Bukannya ini buku yang mengerikan. Ini sebenarnya adalah bacaan yang cepat dan menarik, dan Maddy setidaknya adalah pahlawan wanita yang lebih baik daripada Bella Swan. Penulis tidak menganggap hal-hal terlalu serius, sehingga gaya buku lebih unik daripada tulus, dan itu pasti membantu. Agak menyenangkan, nadanya konyol, dan jika Anda tidak menganggapnya terlalu serius, Anda akan menyukainya.
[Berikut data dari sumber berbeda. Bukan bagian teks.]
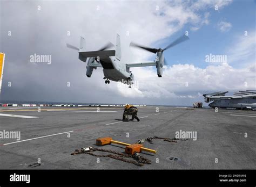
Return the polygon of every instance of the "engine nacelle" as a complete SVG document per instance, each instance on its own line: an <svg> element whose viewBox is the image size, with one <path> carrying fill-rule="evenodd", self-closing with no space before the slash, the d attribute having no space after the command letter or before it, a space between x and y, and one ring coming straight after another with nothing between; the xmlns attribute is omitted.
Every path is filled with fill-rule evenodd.
<svg viewBox="0 0 256 187"><path fill-rule="evenodd" d="M158 75L159 77L161 77L163 75L164 61L164 53L161 51L158 52L156 62L157 62L156 68L157 70L157 75Z"/></svg>
<svg viewBox="0 0 256 187"><path fill-rule="evenodd" d="M95 60L95 58L94 57L90 57L89 59L89 60L88 60L88 62L87 62L87 66L86 66L86 68L87 68L87 70L86 70L86 76L88 77L91 77L91 75L92 75L92 71L93 71L93 69L95 68L95 67L90 67L90 64L91 63L92 63L92 62L93 62Z"/></svg>

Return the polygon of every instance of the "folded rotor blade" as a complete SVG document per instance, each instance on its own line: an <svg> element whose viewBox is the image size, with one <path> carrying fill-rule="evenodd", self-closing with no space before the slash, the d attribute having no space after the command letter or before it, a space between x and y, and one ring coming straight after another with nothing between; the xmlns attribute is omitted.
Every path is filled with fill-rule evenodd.
<svg viewBox="0 0 256 187"><path fill-rule="evenodd" d="M157 51L158 51L158 49L156 49L156 48L150 48L150 47L147 47L140 46L139 45L134 44L132 42L131 42L131 44L130 44L130 46L140 48L142 49L143 49L144 50L149 51L150 52L151 52L151 53L157 53Z"/></svg>
<svg viewBox="0 0 256 187"><path fill-rule="evenodd" d="M173 41L172 43L169 44L169 46L167 46L166 47L165 47L163 51L168 49L169 48L171 48L172 47L173 47L174 46L176 46L176 45L178 45L183 41L185 41L190 38L188 37L187 37L186 34L183 35L180 37L178 38L177 39L176 39L174 41Z"/></svg>
<svg viewBox="0 0 256 187"><path fill-rule="evenodd" d="M74 46L72 46L69 44L66 44L66 47L74 50L79 51L79 48L78 47L75 47Z"/></svg>

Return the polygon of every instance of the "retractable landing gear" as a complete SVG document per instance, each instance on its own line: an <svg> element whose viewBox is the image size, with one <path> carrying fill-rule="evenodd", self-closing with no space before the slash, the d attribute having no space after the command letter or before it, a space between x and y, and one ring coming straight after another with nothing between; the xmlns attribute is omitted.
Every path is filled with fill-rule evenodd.
<svg viewBox="0 0 256 187"><path fill-rule="evenodd" d="M132 87L131 87L131 85L132 84L131 83L131 81L128 81L128 84L129 85L129 87L128 87L129 88L132 88Z"/></svg>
Pada akhirnya, saya ingin membaca buku ini karena saya dapat melihat bahwa penulis dan pendongeng berusaha mengubah kisah zombie menjadi sesuatu yang memiliki semangat naratif yang lebih tinggi, dan saya tidak yakin bagaimana hal itu dapat dilakukan. Buku-buku ini membuktikan bahwa itu bisa - semacam, meskipun banyak pengembangan karakter hilang di sini dan saya pikir ini harus menggambarkan secara jelas ke dalam setiap transformasi budaya zombie yang hebat. Dan jika ceritanya tidak sempurna, yah, itu masih merupakan pandangan yang menarik ke zeitgeist masyarakat kita saat ini dan evolusi monster menjadi karakter sejati.

Zombies, Jangan Menangis, Living Love Love Story oleh Rusty Fischer, diterbitkan oleh Medallion Press, Inc. pada 2011. Ada sekuelnya sekarang, yang disebut Zombies, Jangan Maafkan. Keduanya tersedia melalui www.amazon.com.

Petunjuk Video: Coronavirus outbreak: Mother of sick daughter from virus-hit region pleads for help (April 2024).